Kentish Express Ashford & District
Rural sector suffers downturn
The rural sector in Kent suffered a decline in turnover last year as supermarkets squeezed prices on suppliers – but improved profits as technology reduced labour costs.
Revenues in agriculture and horticulture across the county fell 6% to £476 million last year despite a 23% boost to EU subsidies to about £44.4 million following the fall in the value of sterling.
Turnover is down 18% since 2013, according to research by pressure group Rural plc Kent.
The rural sector in Kent suffered a fall in turnover last year.
Director Mark Lumsdon-Taylor, who is deputy chief executive and principal of Hadlow Group, said: “Prices are being squeezed.
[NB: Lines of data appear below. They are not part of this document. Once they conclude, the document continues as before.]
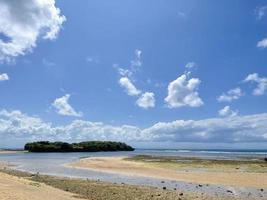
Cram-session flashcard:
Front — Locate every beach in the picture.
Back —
[0,168,220,200]
[0,173,86,200]
[70,157,267,188]
[0,151,267,200]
The rate of return suppliers have had have been less positive over the last year than the year before.
“Supermarkets have been applying a price squeeze on their suppliers over the last 12 months.”
He also blamed the fall in turnover on a consolidation in the rural market “principally in the arable farming industry”. “The dairy sector went through that a few years ago when the price more than halved,” he added.
Despite the drop in income, the rural sector nearly doubled pre-tax profits to £55.1 million compared to 2016, although it is still less than half the £142.3 million surplus of 2013.
This came as the sector reduced costs. Rural plc Kent chairman Mike Bax said: “Costs were down due to reduced food and fertiliser prices but also because businesses have been forced to get leaner and meaner every year.”